Credit Card Companies To Begin Flagging Purchases at Gun Shops

The practical effect, the National Rifle Association said, is to create a national registry of gun owners.

AP/Brittainy Newman
Handguns for sale at SP firearms, June 23, 2022, Hempstead, New York. AP/Brittainy Newman

Major credit card companies in the United States will soon begin flagging transactions at firearms shops with a special code that will allow purchases of guns and ammunition to be tracked by law enforcement and other authorities.

Executives at MasterCard, Visa, and American Express said they would implement specifically for stores that sell firearms a “merchant category code” that was approved Friday by a Geneva-based body that manages international financial transactions.

Until now, stores that sell guns were categorized as general merchants or in the sporting goods category. 

The International Organization for Standardization approved a request from Amalgamated Bank of New York to create the new code. Amalgamated said it needed it in order to carry out “socially responsible” investing and lending. The effort was supported by Mayor Adams of New York City and other gun control advocates.

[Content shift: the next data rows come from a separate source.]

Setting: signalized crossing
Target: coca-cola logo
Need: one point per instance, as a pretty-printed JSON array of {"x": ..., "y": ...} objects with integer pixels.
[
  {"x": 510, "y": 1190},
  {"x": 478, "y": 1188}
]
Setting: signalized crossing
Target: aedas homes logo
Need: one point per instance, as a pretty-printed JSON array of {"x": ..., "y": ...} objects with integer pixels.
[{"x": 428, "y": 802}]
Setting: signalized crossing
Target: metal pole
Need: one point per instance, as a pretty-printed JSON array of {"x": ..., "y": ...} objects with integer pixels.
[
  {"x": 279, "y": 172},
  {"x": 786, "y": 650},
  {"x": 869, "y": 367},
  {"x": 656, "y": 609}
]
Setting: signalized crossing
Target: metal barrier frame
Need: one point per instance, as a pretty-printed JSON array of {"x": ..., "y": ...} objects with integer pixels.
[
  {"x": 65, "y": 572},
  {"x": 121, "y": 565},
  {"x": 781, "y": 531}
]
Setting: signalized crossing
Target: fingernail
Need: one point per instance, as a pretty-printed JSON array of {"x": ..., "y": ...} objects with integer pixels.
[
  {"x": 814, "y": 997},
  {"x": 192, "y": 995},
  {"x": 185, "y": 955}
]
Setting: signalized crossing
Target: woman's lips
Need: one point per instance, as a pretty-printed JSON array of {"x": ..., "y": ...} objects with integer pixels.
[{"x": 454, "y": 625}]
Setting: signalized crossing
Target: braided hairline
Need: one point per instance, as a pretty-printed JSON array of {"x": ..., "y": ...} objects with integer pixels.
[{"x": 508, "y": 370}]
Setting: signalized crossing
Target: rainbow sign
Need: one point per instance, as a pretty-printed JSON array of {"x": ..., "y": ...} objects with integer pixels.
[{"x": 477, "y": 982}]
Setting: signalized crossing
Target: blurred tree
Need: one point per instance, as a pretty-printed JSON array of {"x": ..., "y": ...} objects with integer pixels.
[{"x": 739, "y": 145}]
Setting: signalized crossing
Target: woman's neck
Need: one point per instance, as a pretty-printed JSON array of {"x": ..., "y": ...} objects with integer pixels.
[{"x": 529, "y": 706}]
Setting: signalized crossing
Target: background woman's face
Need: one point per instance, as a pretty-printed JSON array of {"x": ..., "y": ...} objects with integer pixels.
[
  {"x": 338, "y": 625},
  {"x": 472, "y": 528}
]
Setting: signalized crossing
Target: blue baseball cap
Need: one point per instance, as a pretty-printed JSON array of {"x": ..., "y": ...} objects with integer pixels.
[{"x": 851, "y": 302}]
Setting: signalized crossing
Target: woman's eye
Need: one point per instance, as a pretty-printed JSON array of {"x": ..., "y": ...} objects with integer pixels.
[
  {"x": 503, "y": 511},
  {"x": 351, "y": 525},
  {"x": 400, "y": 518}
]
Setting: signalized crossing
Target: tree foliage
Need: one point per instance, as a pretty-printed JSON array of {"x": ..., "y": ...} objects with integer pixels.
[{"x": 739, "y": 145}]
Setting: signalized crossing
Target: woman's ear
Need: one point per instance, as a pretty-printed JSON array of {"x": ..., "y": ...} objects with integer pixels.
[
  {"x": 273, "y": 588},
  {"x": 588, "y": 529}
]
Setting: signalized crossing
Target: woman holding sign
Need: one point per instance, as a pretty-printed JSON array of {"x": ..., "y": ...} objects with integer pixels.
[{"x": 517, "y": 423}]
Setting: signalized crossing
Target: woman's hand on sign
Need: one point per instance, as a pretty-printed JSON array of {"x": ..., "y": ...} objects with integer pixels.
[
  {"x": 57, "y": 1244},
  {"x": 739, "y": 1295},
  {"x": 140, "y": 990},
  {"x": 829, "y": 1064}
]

“We all have to do our part to stop gun violence,” the president and CEO of Amalgamated, Priscilla Sims Brown, said. “And it sometimes starts with illegal purchases of guns and ammunition. The new code will allow us to fully comply with our duty to report suspicious activity and illegal gun sales to authorities without blocking or impeding legal gun sales.”

Gun control advocates have for years been pressuring the Geneva body — along with the credit card companies — to create the code. Earlier this month, a group of 40 Democrats in Congress sent a letter to the chief executives of MasterCard, Visa, and American Express saying the code would help law enforcement flag potential mass shooters and gun traffickers.

“Mass shooters have repeatedly financed deadly massacres using credit cards, and Bank CEOs need to step up to save lives,” one of the letter’s signatories, Senator Warren of Massachusetts, said. “Financial institutions and payment networks, such as Visa, MasterCard, and American Express can and should do everything they can to help law enforcement prevent some mass shootings by identifying suspicious gun purchases through the implementation of this new code.”

Gun rights groups, however, said the measure unfairly singles out law-abiding citizens as potentially dangerous merely because they are exercising their constitutional rights. The practical effect, the National Rifle Association said in a statement Sunday, is to create a national registry of gun owners.

The Geneva body’s “decision to create a firearm specific code is nothing more than a capitulation to anti-gun politicians and activists bent on eroding the rights of law-abiding Americans one transaction at a time,” the group said.

Gun rights advocates have argued that the pressure campaign on banks and credit card companies is meant to “privatize” gun control in ways that would be constitutionally suspect if undertaken via legislation.

Credit card companies are already required to use merchant codes to be on the lookout for terrorist financing, money laundering, and other suspicious behavior, but until now gun merchants have not been marked as a class by themselves in the online financial systems.

Merchant codes can track where a customer used a credit card and how much was spent, but not the specific items purchased.